Conhecida por conta da luta em meio às remoções da Vila Autódromo, na Zona Oeste da cidade, no período do ciclo olímpico da Rio-2016, Dona Penha, de 59 anos de idade, é um daqueles exemplos que mostram que muitas pessoas não nascem militantes, mas tornam-se. Um pouco da história dela será contada aqui nessa nova matéria da série Gente do Rio.
Paraibana de Itabaiana, Dona Penha chegou ao Rio de Janeiro em 1975. Foi morar na Rocinha, quando a favela não tinha nenhuma estrutura. “Eu, minha mãe, minha avó e meu irmão morávamos numa banda de barraco. Era metade de um barraco mesmo. Para buscar água, eu tinha que descer o morro todo até uma bica, conhecida como Bacia das Almas, que ficava onde hoje existe uma estrutura do metrô de São Conrado”, lembra.
Nessa época, Dona Penha trabalhou como doméstica em casas da Zona Sul, entre outros empregos. Mas o trabalho que marcou mesmo a vida dela foi em uma lanchonete. Na Rocinha mesmo. Foi lá que ela, com 16 anos de idade, conheceu Luiz, seu companheiro até hoje.
Jovens, eles casaram e fizeram uma outra residência, um pouco maior, também na Rocinha. “Eu gostava dessa casa, mas ainda não era a casa que eu queria“, conta Dona Penha.
O tempo foi passando, as responsabilidades aumentando. Dona Penha e Luiz investiram o pouco dinheiro que tinham em um terreno próximo à Praia de Pedrinhas, em São Gonçalo. Os dois estavam animados com a mudança, poderiam construir uma casa maior, próximo à natureza, do jeito que ela sonhava.
No entanto, quando estavam se organizando para mudar, descobriram que haviam sido vítimas de um golpe. Perderam o dinheiro. Não havia terreno na Praia de Pedrinhas. O suposto vendedor sumiu.
Ainda na Rocinha, o casal seguiu construindo a vida, tiveram uma filha. Um dia, já nos anos 1990, surgiu a oportunidade da compra de um novo terreno. Desta vez em Jacarepaguá. Próximo ao antigo Autódromo.

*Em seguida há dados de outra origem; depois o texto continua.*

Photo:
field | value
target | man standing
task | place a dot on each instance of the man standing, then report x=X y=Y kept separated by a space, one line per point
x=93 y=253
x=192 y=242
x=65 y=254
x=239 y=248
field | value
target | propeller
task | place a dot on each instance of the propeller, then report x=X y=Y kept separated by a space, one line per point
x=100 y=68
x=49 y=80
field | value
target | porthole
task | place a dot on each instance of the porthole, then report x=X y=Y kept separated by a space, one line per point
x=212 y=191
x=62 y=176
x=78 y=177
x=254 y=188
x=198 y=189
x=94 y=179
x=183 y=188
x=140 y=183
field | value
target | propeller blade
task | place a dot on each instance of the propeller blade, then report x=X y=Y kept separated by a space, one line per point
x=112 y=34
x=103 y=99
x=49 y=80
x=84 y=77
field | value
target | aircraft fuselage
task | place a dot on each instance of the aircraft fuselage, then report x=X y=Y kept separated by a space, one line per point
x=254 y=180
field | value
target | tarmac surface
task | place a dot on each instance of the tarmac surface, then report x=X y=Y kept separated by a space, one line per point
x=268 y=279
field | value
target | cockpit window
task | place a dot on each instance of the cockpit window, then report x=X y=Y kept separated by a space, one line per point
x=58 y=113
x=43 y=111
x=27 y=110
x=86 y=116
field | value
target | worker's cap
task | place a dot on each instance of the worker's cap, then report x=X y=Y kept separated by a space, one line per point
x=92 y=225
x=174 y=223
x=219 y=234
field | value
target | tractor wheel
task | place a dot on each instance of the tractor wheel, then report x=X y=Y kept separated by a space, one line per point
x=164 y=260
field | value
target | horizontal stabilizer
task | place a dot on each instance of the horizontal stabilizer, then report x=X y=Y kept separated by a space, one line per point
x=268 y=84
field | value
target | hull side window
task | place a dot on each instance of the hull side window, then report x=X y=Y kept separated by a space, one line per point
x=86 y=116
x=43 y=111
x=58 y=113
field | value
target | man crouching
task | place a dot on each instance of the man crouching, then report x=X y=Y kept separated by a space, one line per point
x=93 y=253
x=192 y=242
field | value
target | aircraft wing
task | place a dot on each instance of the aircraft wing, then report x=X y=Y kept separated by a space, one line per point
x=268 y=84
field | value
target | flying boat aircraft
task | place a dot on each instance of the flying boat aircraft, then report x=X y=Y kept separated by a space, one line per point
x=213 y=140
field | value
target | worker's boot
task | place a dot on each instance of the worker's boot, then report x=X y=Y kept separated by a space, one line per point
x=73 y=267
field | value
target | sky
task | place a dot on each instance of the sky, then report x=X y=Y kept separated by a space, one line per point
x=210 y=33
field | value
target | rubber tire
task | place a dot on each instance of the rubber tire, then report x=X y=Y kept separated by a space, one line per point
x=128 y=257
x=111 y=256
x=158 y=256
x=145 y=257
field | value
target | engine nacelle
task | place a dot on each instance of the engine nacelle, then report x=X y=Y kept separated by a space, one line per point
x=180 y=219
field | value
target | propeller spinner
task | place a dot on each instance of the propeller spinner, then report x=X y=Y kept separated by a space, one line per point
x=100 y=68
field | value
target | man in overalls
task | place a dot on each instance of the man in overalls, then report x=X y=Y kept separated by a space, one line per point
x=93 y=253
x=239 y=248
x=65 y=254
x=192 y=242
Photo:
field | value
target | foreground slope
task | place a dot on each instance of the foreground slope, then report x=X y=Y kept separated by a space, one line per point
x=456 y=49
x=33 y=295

“A gente ficou com receio. Vimos o anúncio no jornal, mas como já tinha acontecido a história do terreno da Praia de Pedrinhas, a gente ficou meio em dúvida. Mas quando nós chegamos lá para ver o lugar, gostamos muito. Espaço bom, muito verde, a lagoa ali perto. Vendemos a casa na Rocinha e compramos essa terra em Jacarepaguá“.
A mudança aconteceu em 1994, durante a Copa do Mundo de futebol. No dia nove de julho. Brasil e Holanda estavam jogando. “Eu lembro do Luiz vendo esse jogo“, sorri Dona Penha.

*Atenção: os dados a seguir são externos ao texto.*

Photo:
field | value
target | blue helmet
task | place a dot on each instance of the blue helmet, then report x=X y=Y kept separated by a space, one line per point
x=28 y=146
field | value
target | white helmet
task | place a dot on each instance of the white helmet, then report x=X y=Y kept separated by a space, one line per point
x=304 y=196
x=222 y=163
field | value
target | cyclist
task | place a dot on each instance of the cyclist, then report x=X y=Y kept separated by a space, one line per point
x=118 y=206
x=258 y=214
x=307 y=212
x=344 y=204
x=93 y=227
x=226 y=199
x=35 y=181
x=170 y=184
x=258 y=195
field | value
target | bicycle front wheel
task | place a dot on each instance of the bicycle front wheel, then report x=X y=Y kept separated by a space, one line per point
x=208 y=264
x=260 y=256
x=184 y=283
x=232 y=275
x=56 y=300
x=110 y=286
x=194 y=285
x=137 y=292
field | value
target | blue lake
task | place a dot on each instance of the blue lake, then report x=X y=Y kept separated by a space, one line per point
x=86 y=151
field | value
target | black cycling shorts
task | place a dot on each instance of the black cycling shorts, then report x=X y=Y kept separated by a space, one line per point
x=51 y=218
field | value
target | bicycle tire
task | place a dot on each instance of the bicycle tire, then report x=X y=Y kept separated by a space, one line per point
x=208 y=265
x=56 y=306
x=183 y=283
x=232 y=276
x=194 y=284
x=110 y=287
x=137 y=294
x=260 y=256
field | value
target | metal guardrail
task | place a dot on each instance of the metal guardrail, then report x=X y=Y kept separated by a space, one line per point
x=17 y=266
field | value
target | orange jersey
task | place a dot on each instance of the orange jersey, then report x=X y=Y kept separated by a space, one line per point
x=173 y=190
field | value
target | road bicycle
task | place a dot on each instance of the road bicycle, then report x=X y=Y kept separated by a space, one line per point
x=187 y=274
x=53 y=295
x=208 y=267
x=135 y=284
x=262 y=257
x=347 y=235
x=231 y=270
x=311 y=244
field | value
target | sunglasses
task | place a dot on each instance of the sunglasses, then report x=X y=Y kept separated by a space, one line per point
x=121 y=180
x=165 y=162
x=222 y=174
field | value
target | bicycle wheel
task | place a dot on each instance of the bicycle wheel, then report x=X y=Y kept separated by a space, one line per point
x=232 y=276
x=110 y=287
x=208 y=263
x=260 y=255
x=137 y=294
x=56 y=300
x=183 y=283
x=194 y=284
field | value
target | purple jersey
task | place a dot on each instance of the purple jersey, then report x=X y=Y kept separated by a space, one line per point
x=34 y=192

Mudaram. “Construí a casa dos meus sonhos. Muito espaço, árvores, minha filha andava de bicicleta no quintal”, recorda Dona Penha frisando que logo começaram a ouvir histórias de que as casas próximas ao antigo Autódromo de Jacarepaguá seriam removidas.
As histórias sobre remoções se repetiram por anos. Até que, em 2013, começaram de fato as ações da Prefeitura da cidade do Rio de Janeiro para retirar as casas vizinhas do que viria a ser o Parque Olímpico dos Jogos Rio-2016.

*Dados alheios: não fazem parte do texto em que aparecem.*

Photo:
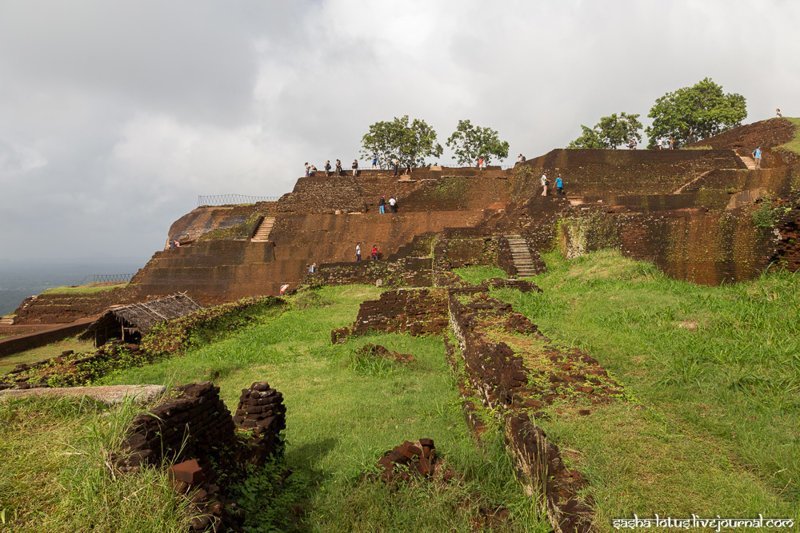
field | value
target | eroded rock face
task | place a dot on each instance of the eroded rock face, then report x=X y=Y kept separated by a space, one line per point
x=409 y=460
x=412 y=311
x=194 y=430
x=539 y=461
x=376 y=350
x=787 y=238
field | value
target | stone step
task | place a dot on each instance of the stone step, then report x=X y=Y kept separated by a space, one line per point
x=264 y=229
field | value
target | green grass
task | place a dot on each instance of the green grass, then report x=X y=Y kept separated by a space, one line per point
x=44 y=352
x=92 y=288
x=479 y=273
x=714 y=373
x=53 y=459
x=794 y=144
x=342 y=414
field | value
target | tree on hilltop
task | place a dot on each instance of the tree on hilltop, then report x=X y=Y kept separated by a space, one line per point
x=470 y=142
x=410 y=142
x=610 y=132
x=694 y=113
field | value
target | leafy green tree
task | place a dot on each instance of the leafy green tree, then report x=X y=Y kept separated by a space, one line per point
x=590 y=138
x=694 y=113
x=610 y=132
x=470 y=142
x=410 y=142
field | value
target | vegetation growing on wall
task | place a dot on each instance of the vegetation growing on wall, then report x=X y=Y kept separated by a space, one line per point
x=582 y=234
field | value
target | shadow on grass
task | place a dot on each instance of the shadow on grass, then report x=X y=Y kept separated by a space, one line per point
x=302 y=479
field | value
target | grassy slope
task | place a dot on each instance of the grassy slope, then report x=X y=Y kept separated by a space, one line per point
x=794 y=144
x=343 y=414
x=44 y=352
x=84 y=289
x=713 y=422
x=54 y=475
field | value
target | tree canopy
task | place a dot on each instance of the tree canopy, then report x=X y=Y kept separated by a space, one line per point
x=610 y=132
x=470 y=142
x=694 y=113
x=409 y=141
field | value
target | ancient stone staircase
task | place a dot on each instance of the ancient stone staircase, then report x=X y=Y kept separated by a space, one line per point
x=748 y=161
x=264 y=229
x=521 y=254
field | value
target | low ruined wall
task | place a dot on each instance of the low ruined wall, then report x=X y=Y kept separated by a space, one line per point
x=406 y=272
x=786 y=252
x=539 y=465
x=413 y=311
x=65 y=308
x=464 y=250
x=195 y=431
x=500 y=379
x=698 y=245
x=494 y=371
x=16 y=344
x=194 y=424
x=587 y=172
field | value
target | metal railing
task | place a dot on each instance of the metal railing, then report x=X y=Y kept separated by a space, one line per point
x=232 y=199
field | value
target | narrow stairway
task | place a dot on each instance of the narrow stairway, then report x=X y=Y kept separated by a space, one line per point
x=521 y=255
x=264 y=229
x=748 y=161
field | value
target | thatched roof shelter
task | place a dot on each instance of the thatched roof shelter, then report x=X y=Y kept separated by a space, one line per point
x=130 y=322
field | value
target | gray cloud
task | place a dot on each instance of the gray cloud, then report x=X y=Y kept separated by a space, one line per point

“Para você ter ideia, quando começaram a remover mesmo os moradores aqui, tinha gente com material de construção guardado, porque tinham medo de construir e derrubarem, de tanto que eram histórias de remoções que iriam acontecer aqui”.
Entre reuniões, promessas não cumpridas por parte do Poder Público, ações que terminaram em violência contra os moradores da Vila Autódromo, Dona Penha resistiu para manter a casa dos seus sonhos de pé. Foram anos nessa luta. Todos os dias.
“Eu e Luiz nunca fomos militantes nesse sentido. A gente era do social. Eu fazia coisas na igreja, ele tinha projeto de futebol para crianças, mas a situação foi levando a gente para esse lado da luta por moradia. No início, a Prefeitura tinha falado que só uma parte da comunidade seria removida e o restante urbanizada. Mas depois a conversa mudou. Nós apresentamos para a Prefeitura um plano nosso de urbanização, porque eles disseram que se a gente apresentasse isso, a maior parte da Vila Autódromo ficaria no lugar. Só que nada adiantou e começaram a derrubar tudo“, relatou Dona Penha.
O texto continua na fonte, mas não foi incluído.